In a recent seminar at the Bank, Dion Hinchcliffe pointed me to a new item to be added to the list, borrowed from Clay Shirky: namely, "cognitive surplus". Wikipedia is one example of the surplus in action:

So if you take Wikipedia as a kind of unit, all of Wikipedia, the whole project--every page, every edit, every talk page, every line of code, in every language that Wikipedia exists in--that represents something like the cumulation of 100 million hours of human thought. I worked this out with Martin Wattenberg at IBM; it's a back-of-the-envelope calculation, but it's the right order of magnitude, about 100 million hours of thought.

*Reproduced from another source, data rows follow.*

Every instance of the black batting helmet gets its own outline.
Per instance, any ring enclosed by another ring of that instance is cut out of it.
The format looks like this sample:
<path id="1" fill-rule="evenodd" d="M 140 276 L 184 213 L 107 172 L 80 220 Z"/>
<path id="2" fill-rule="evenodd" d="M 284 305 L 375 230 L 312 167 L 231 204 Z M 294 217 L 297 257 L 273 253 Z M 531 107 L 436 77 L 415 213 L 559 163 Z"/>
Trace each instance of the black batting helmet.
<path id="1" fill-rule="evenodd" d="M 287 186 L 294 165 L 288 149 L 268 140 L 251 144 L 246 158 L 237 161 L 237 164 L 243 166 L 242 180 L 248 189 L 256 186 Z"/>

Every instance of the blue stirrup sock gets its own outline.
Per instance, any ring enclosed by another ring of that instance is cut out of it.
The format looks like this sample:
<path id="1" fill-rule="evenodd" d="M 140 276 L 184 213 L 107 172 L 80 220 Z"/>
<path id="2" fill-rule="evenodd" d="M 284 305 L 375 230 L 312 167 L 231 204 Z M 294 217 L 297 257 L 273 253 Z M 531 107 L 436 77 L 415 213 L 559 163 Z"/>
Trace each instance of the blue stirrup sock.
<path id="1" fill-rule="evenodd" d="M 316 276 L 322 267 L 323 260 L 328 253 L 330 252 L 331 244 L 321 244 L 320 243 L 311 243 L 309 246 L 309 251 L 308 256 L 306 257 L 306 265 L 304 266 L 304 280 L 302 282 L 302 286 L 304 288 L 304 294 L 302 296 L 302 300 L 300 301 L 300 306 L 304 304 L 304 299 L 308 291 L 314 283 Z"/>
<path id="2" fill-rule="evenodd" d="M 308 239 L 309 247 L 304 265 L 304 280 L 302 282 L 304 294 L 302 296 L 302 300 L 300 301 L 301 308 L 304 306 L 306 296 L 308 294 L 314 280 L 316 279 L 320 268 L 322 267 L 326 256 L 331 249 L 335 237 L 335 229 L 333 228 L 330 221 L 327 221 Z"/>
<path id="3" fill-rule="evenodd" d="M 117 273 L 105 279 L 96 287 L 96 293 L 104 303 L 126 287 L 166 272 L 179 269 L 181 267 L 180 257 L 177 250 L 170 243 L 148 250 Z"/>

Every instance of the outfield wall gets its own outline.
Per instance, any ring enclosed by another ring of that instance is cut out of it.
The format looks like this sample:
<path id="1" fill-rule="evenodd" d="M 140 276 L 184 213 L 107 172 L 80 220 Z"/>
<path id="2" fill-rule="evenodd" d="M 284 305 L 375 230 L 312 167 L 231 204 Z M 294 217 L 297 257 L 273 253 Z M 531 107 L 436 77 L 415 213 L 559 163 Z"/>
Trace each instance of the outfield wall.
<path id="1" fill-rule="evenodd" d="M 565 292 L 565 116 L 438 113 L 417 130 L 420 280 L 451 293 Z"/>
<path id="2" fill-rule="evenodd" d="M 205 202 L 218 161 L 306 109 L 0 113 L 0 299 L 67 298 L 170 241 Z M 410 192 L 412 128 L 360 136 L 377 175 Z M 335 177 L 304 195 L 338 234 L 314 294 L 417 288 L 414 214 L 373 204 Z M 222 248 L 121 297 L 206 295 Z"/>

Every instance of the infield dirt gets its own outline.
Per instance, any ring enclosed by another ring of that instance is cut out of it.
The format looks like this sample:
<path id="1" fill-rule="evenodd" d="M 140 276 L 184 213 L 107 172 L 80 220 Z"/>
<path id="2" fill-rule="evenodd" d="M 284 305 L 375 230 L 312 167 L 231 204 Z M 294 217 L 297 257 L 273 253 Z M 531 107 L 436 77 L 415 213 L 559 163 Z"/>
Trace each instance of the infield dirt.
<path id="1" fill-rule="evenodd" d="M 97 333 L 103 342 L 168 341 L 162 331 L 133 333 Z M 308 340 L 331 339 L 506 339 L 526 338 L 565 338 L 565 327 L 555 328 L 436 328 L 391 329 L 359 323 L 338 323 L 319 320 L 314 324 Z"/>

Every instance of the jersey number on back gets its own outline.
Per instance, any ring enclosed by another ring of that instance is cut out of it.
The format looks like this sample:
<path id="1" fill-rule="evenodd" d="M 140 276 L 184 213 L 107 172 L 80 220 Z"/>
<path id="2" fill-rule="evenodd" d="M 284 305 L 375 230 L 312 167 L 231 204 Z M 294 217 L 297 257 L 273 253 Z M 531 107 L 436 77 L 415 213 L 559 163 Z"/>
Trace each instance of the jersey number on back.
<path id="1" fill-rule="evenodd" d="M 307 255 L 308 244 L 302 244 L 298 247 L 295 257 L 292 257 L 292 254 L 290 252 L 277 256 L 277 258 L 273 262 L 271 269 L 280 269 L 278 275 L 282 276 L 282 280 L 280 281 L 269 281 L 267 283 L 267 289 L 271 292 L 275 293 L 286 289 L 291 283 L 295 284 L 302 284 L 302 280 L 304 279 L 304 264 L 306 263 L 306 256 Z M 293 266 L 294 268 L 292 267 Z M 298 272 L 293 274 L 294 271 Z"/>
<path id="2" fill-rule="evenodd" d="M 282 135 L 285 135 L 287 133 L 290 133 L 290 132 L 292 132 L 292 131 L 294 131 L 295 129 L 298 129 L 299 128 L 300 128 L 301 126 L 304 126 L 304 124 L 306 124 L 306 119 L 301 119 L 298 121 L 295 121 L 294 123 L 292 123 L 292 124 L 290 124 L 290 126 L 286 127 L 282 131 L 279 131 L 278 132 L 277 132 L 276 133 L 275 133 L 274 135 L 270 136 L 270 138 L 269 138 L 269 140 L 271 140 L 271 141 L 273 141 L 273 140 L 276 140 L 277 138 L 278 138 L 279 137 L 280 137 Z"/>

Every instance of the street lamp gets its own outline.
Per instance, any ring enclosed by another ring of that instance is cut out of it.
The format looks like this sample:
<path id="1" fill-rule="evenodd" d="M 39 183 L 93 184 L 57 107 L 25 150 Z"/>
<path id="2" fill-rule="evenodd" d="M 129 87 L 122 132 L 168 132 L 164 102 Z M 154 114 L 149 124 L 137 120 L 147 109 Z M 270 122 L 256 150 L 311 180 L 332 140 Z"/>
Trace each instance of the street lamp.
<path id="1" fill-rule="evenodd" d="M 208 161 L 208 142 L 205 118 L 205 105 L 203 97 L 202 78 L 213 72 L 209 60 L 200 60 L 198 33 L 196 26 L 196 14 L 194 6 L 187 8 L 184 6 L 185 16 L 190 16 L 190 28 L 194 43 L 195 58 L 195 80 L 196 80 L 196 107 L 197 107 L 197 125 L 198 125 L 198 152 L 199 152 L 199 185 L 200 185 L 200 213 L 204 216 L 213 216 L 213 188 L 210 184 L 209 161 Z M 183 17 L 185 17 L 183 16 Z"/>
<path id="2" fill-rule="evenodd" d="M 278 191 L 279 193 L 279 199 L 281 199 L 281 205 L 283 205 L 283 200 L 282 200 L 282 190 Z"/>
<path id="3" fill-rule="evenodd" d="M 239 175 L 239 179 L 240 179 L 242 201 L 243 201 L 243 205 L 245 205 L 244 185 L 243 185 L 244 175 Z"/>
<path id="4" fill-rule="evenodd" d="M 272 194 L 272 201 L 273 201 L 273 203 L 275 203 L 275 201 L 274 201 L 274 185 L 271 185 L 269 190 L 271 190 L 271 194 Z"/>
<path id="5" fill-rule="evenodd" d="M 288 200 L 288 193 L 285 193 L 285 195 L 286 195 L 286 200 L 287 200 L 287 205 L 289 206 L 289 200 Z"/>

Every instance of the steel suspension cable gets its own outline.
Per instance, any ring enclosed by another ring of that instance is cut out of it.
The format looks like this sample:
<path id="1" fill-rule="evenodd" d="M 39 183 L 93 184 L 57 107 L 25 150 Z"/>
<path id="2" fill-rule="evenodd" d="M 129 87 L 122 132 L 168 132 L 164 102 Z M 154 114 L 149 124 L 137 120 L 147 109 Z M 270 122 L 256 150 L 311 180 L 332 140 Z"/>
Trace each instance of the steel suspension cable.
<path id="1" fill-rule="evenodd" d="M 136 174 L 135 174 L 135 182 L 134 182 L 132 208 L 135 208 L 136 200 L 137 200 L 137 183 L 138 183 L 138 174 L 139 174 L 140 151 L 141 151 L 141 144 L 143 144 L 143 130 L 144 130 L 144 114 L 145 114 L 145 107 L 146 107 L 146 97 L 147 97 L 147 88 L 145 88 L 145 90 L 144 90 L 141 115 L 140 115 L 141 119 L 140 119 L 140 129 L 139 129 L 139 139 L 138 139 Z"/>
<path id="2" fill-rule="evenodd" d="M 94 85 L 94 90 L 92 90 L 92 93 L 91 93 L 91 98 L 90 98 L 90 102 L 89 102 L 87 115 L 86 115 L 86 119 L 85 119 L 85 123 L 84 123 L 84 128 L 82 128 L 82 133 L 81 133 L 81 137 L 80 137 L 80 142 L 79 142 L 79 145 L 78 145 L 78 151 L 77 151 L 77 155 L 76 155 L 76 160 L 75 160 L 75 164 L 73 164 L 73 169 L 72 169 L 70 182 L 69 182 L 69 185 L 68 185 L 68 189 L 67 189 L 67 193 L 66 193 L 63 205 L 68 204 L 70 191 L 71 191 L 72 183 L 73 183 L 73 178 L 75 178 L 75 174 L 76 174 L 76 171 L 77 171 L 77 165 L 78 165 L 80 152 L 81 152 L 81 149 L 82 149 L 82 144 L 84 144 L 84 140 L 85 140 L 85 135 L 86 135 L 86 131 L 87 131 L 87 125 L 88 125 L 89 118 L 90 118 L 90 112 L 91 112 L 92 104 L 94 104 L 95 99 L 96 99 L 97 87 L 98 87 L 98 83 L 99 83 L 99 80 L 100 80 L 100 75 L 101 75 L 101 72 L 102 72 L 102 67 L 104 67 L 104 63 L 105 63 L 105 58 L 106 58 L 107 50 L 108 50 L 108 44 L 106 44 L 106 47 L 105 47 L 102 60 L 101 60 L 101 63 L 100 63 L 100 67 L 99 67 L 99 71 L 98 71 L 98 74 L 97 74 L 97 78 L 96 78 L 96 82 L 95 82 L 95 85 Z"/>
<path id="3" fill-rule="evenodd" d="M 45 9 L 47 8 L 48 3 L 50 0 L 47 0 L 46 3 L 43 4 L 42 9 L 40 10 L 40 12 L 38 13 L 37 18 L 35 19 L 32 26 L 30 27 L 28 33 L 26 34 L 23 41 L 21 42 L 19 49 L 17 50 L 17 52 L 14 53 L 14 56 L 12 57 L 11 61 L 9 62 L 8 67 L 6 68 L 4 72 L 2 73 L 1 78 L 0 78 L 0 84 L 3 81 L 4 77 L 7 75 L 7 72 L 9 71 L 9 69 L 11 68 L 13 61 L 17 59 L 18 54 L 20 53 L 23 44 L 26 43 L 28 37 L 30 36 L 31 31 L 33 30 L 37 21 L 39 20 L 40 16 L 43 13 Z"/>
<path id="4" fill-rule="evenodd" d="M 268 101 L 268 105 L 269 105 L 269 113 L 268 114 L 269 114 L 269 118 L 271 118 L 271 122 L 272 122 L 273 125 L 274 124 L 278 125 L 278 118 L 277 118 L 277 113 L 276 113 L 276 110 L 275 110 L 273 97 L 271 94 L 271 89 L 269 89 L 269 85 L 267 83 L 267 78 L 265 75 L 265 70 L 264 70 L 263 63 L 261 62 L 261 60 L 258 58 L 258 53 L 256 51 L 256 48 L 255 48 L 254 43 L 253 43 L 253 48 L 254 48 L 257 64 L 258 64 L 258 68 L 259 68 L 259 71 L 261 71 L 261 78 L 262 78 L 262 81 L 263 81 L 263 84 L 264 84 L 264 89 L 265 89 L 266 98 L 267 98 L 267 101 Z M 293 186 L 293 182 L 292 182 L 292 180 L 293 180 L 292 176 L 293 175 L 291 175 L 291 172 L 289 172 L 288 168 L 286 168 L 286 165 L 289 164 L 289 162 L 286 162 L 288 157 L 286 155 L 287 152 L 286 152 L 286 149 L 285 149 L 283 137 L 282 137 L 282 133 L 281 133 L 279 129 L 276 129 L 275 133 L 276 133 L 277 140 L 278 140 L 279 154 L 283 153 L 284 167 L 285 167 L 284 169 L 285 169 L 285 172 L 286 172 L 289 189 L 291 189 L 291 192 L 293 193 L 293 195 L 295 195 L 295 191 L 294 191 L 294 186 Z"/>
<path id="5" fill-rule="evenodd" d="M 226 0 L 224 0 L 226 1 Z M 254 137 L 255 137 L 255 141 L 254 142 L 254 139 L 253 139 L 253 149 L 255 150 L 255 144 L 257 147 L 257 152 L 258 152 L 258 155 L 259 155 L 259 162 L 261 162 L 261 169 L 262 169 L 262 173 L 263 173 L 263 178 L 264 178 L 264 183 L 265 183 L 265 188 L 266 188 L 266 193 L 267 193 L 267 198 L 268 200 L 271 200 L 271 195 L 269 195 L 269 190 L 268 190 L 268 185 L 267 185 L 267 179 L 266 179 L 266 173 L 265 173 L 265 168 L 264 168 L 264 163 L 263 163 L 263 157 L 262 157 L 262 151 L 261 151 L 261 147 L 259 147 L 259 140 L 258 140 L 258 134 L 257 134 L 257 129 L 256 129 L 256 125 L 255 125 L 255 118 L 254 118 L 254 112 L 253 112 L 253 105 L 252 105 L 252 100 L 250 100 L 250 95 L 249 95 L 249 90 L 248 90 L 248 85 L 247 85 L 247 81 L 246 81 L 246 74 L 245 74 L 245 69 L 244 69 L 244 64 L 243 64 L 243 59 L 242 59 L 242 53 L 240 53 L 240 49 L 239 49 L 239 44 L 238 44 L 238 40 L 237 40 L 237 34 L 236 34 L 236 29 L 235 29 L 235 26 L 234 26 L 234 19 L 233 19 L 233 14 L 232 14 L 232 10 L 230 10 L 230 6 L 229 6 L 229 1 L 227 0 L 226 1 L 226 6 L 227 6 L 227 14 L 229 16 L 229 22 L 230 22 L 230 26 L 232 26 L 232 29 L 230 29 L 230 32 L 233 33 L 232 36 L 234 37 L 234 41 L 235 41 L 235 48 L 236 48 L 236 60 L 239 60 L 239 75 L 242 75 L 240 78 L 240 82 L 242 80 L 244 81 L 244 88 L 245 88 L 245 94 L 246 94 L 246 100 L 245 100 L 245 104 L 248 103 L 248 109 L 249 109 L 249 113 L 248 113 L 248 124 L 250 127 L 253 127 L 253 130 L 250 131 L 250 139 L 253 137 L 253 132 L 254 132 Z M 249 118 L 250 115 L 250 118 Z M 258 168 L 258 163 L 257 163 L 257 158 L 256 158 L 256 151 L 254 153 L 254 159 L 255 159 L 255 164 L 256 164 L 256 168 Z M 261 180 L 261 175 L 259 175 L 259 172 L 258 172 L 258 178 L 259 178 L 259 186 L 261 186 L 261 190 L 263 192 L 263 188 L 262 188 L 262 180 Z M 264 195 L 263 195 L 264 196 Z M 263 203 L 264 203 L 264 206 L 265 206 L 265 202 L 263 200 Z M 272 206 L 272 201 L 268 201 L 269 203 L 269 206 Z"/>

Now, what if you were to galvanise the equivalent of 100 million hours of thought for development purposes? Admittedly, this might be easier said than done. As Shirky points out, "the interesting thing about a surplus like that is that society doesn't know what to do with it at first" and the "physics of participation" is complex and unpredictable. But the development sector has a comparative advantage here given its skills in tapping into volunteer resources and dealing with complexity. What is often lacking, however, is project design that deliberately aims to exploit network effects and Reed's law - hence the "scaling up" dilemma.

Below are just a couple of examples I came across recently of building "architectures of participation" to take advantage of the surplus:

  • 50,000 Estonians, recruited online, volunteered to clean up 80% of illegal dump sites in one day.
  • IBM recently announced that its World Community Grid will harness the unused and donated power from nearly one million individual PCs to support research into stronger strains of rice. The project is estimated to take less than two years as compared to over 200 years using more conventional computer systems.

So.. what else could we achieve with 100 million hours of collective thought - and action?